Asynchronous Python

It can’t be premature optimisation if it took 20 years to start

March 24, 2018 — November 18, 2024

computers are awful
concurrency hell
python
Figure 1

Not covered: Niceties of asynchrony, when threads run truly concurrently (it’s complicated), when evented poll systems are “truly” asynchronous (never, but it doesn’t matter).

🏗 cover uvloop.

1 baseline asyncio ecosystem

Modern Python async-style stuff.

Raw asyncio is getting civilised these days, might be worth using. But there is a complicated relationship between the various bits. And I no longer need to do this, so my advice might be stale. G’luck.

I’ve notices that is has sometimes been easier to use the event loop from tornado or pyzmq. They are comparatively easy and well-documented.

Here are some links I found helpful getting asynchronous python working

  • BBC’s tutorial Python Asyncio Part 1 – Basic Concepts and Patterns

  • HTTPX “is a fully featured HTTP client for Python 3, which provides sync and async APIs, and support for both HTTP/1.1 and HTTP/2.”

    Seems to aim to be the future version of the popular Python requests library.

  • aiohttp seems to be the ascendant asynchronous server/client Swiss army knife for HTTP stuff.

  • sanic is a hip, Python3.8+-only, Flask-like web server. Supports websocket and graphql extensions if you really want it.

  • pallets/quart seems similar to sanic but an even more flask-like API with a different API.

  • backoff is a handy Python library for a menial and common task, retrying with a slightly longer delay.

  • rx exists for Python as rxpy and is tornado compatible.

  • terminado provides a terminal for tornado, for quick and dirty interaction.

    This feels over-engineered to me, but looks easy for some common cases.

  • 0mq itself is attractive because it already uses tornado loops, and can pass numpy arrays without copying.

  • aiomonitor inject REPL for async Python

2 Trio

trio is what my colleagues seem to use for green-field developments

The Trio project’s goal is to produce a production-quality, permissively licensed, async/await-native I/O library for Python. Like all async libraries, its main purpose is to help you write programs that do multiple things at the same time with parallelized I/O. A web spider that wants to fetch lots of pages in parallel, a web server that needs to juggle lots of downloads and websocket connections at the same time, a process supervisor monitoring multiple subprocesses… that sort of thing. Compared to other libraries, Trio attempts to distinguish itself with an obsessive focus on usability and correctness. Concurrency is complicated; we try to make it easy to get things right.

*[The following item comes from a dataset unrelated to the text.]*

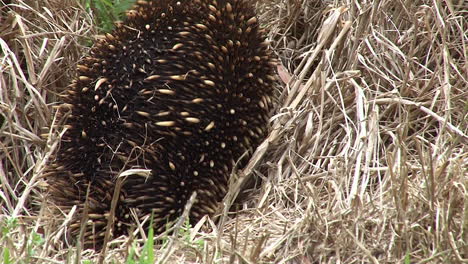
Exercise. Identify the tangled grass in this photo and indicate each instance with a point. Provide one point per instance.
(366, 161)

Trio was built from the ground up to take advantage of the latest Python features, and draws inspiration from many sources, in particular Dave Beazley’s Curio. The resulting design is radically simpler than older competitors like asyncio and Twisted, yet just as capable. Trio is the Python I/O library I always wanted; I find it makes building I/O-oriented programs easier, less error-prone, and just plain more fun. Perhaps you’ll find the same.

3 Alternative asynchronous ecosystems

Yes, as always there is something newer and hipper and more artisanal.

curio:

Curio is a library for performing concurrent I/O and common system programming tasks such as launching subprocesses and farming work out to thread and process pools. It uses Python coroutines and the explicit async/await syntax introduced in Python 3.5. Its programming model is based on cooperative multitasking and existing programming abstractions such as threads, sockets, files, subprocesses, locks, and queues. You’ll find it to be small and fast.

The essay that explains why there is a different synchronous ecosystem: Nathaniel J. Smith, Some thoughts on asynchronous API design in a post-async/await world.

Curio doesn’t have much in the way of tooling and seems to be on hiatus. e.g. for HTTP requests you might use curequests or asks. for a server, you might import a raw HTTP2 library and go bareback.

There is also the ancient and justified Twisted which is a monster, but has a lot of features.

4 Idioms

5 Threaded asynchrony

Sometimes we need it? But I don’t have much to say, and am not expert.

For threaded and multi-proc concurrency we sometimes need simple shared variables. Here is, e.g. counters HOWTO.

6 Locking resources

If we are doing parallel stuff, we need locking to avoid two things doing something at the same time that should not be done at the same time. portalocker is a handy tool to lock files and optionally other stuff.